Le réseau d’observation des sols du canton de Fribourg (FRIBO), mené depuis 25 ans (5 cycles d'analyses), mesure la biomasse (biomasse ATP) et l'activité (minéralisation du carbone) microbiennes dans les sols agricoles, correspondant à 3 types d'usage: terres assolées, prairies permanentes et alpages. Des données qualitatives et quantitatives sur les sols et les partiques culturales complètent la base de données de FRIBO. Au cours des 25 ans de suivi, et pour les 3 types d'usage, une baisse de la biomasse microbienne a été constatée alors que la minéralisation du carbone montre des résutats stables.
Plusieurs facteurs sont susceptibles de provoquer une diminution de la biomasse microbienne : changements climatiques (augmentation de la température, augmentation de la fréquence des événements climatiques exceptionnels), pollution, nouveaux pesticides, modifications des pratiques culturales, etc. Un biais analytique (dérive de calibrage, modification de la méthode) est aussi possible. La recherche a inclu des statistiques multivariées explicatives sur les données quantitatives (métaux lourds, granulométrie, éléments nutritifs, taux de matière organique, pH, activité biologique, etc.) et qualitatives, décrivant les sites de prélèvement (type de sol, géologie, SAU, pente, altitude, etc.). Les variables physico-chimiques ont été partagées en 2 groupes: variables agronomiques (liées aux pratiques agricoles) et variables pédologiques (incluant les analyses pédologiques, comme le pH, la granulométrie, la CEC, etc.). L'approche statistique mutlivariée menée dans le cadre du projet MicroFRIBO permet:
- de tester l'existence du découplage entre les données sur la biomasse ATP et la minéralistation du carbone
- compléter les statistiques descriptives menées dans le cadre de FRIBO par des statistiques explicatives
- de mettre en évidence les facteurs pédologiques ou agronomiques expliquant la variabilité de données biologiques (biomasse ATP).
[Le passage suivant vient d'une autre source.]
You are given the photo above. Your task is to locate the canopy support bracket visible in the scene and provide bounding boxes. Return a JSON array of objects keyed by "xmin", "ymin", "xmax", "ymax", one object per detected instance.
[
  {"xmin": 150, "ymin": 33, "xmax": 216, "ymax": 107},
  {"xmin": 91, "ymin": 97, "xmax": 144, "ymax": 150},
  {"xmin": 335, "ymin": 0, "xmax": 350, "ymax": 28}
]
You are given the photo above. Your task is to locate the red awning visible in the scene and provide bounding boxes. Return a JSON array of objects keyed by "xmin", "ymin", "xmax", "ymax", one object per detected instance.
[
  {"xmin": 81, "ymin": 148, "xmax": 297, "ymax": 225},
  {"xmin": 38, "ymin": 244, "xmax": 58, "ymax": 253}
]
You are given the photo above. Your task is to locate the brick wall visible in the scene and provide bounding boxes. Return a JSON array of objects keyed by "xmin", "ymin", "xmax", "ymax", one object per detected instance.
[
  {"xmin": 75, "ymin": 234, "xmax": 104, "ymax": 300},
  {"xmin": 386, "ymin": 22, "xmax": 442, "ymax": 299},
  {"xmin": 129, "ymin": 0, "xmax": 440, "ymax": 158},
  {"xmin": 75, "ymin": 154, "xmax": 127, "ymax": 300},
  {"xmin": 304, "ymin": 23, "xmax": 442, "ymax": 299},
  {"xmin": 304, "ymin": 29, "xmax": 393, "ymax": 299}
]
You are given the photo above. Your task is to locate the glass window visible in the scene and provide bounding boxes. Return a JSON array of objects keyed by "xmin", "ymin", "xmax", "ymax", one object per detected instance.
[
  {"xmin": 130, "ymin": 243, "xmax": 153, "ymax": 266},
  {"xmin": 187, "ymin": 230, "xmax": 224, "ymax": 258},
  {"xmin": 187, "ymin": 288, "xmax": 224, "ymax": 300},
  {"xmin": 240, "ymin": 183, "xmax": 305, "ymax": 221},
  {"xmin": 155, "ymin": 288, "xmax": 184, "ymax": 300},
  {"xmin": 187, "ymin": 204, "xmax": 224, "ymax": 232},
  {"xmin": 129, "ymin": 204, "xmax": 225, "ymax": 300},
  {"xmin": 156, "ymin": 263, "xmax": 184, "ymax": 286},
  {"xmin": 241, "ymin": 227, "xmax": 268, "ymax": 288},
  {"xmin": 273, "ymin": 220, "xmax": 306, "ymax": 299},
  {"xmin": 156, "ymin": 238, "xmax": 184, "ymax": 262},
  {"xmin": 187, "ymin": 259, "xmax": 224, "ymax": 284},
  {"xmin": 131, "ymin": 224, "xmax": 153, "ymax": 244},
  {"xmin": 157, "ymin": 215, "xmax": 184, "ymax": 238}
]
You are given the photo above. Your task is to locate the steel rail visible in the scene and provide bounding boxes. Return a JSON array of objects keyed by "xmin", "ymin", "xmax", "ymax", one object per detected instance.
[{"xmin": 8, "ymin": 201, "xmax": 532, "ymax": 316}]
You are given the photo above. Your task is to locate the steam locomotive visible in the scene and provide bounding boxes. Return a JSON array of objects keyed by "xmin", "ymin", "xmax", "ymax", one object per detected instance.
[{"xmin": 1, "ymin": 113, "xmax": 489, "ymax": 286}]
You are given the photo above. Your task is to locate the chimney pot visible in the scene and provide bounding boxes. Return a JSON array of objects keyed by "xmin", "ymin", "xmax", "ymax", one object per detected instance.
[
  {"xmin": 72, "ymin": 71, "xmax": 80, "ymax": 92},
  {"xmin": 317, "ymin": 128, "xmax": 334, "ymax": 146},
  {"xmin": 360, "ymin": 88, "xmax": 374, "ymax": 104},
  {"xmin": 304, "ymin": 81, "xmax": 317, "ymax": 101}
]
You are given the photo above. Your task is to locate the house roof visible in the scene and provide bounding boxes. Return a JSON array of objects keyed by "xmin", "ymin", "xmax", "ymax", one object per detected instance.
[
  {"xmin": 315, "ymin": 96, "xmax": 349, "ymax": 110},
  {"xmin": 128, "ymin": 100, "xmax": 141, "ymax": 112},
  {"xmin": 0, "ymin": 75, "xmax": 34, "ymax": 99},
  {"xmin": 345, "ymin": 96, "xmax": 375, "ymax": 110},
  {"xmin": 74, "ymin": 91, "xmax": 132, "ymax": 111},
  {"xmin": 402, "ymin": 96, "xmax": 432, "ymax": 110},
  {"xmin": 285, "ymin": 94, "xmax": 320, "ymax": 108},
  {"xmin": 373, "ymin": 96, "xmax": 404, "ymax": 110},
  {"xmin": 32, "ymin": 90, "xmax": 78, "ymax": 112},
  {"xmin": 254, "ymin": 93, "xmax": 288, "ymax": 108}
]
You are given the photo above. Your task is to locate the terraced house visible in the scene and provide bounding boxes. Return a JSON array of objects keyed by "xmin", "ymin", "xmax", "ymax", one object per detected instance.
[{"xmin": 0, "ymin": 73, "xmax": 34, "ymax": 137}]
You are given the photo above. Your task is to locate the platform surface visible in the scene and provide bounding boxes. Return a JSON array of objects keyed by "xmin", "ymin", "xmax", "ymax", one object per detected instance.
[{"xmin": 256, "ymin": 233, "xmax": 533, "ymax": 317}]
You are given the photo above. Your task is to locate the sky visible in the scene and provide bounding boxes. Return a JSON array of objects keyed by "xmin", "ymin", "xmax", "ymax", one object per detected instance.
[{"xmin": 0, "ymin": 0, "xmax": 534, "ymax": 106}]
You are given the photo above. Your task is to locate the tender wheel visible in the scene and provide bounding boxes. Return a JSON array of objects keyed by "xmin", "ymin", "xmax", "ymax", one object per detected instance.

Les résultats d'une 1ere analyse statistique montrent que le type d'utilisation du sol est dominant sur la variabilité des paramètres biologiques analysés durant les 5 cycles. Une 2eme analyse statistique montre que l'activité microbienne est plus influencée par les variables pédologiques dans les alpages alors que le taux de nutriments et oligoéléments domine dans les terres assolées et les prairies permanentes. L'homogénéisation des sols par les pratiques culturales (labour, fumure, etc.) serait la cause de cette différence. Les pratiques culturales ont cependant subi de grandes modifications durant les 5 cycles (25 ans) d'analyses, mais tous les détails de ces pratiques n'ont pas été relevées durant les 25 ans de monitoring. Les paramètres explicatifs récoltés dans le cadre de FRIBO ne permettent pas de mener une analyse plus poussée sur les facteurs responsables des changements observés. Le biais méthodologique, lié à la qualité du laboratoire d'analyse, n'a pas pu être exclu.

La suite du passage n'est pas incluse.